Come senators, congressmen
Please heed the call
Don’t stand in the doorway
Don’t block up the hall
For he that gets hurt
Will be he who has stalled
There’s a battle outside and it is ragin’
It’ll soon shake your windows and rattle your walls
For the times they are a-changin’
1 June 2011 at 13:53 |
On Dylan books, can I heartily recommend Sean Willentz’s brilliant Bob Dylan in America, published last year. Its a superb cultural history, written by a professional (Princteton) historian and huge Dylan fan.
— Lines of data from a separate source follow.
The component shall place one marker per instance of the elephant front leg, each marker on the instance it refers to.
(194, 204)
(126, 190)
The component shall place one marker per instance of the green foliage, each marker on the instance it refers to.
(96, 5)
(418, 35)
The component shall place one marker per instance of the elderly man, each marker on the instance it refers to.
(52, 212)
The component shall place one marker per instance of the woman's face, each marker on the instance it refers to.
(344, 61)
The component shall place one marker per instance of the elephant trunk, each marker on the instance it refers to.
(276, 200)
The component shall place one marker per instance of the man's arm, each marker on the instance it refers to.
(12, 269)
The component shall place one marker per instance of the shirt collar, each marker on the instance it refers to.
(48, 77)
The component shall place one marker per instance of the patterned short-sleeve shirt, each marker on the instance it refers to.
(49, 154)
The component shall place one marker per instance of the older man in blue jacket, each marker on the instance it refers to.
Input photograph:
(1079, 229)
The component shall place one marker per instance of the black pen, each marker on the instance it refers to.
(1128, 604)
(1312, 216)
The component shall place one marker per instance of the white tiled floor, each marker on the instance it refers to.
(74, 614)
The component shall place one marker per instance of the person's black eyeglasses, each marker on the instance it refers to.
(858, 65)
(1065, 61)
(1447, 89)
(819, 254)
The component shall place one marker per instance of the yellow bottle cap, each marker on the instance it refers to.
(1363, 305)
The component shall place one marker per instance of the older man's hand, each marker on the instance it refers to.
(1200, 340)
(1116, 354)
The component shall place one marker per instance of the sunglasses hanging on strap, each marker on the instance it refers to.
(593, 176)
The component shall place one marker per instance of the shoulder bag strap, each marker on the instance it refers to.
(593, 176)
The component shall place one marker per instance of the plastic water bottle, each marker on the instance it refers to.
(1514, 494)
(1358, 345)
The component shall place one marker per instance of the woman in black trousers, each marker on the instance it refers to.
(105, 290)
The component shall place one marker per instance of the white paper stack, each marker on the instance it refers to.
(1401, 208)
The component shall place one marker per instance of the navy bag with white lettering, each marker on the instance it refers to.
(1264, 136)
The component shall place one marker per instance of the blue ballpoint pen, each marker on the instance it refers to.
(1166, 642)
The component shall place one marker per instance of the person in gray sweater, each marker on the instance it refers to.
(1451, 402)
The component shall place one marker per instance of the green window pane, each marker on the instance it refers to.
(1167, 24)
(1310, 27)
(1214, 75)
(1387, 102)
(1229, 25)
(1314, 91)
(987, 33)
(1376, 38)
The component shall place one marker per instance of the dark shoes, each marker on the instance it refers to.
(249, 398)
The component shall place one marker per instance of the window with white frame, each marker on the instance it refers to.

In terms of songs can I add John Brown, a superb but little known song on the Vietnam war, somewhat similar to the much older traditional Irish-American song Mrs McGrath (itself recently covered by Bruce Springsteen), with its description of a mother’s anguish at her son’s war injuries.
1 June 2011 at 14:02 |
Great post, Kevin.
It’s really interesting to think about the power that a popular song can have in public perception and thus historical legacy. Dylan had completely opposite but equally powerful effects on the popular imagination of Zantzinger and Carter. You can see why the protest singers were so disappointed in his lack of interest in embracing their agenda.
Juliana
2 June 2011 at 22:54 |
How about Roy Keane’s favourite?
7 June 2011 at 09:38 |
I’d agree with Patrick above there, Sean Wilentz’s work (which I finished late last night) is a superb book not just for Dylanists. It’s especially useful as an easy intro into the world of nineteenth century popular musics, and reminded me (in parts) of How Shall We Sing In A Foreign Land?
As for Dylan songs to represent history, Who Killed Davey Moore? is great not just for its commentary on the sport, but also it’s little nod and wink to Cuba!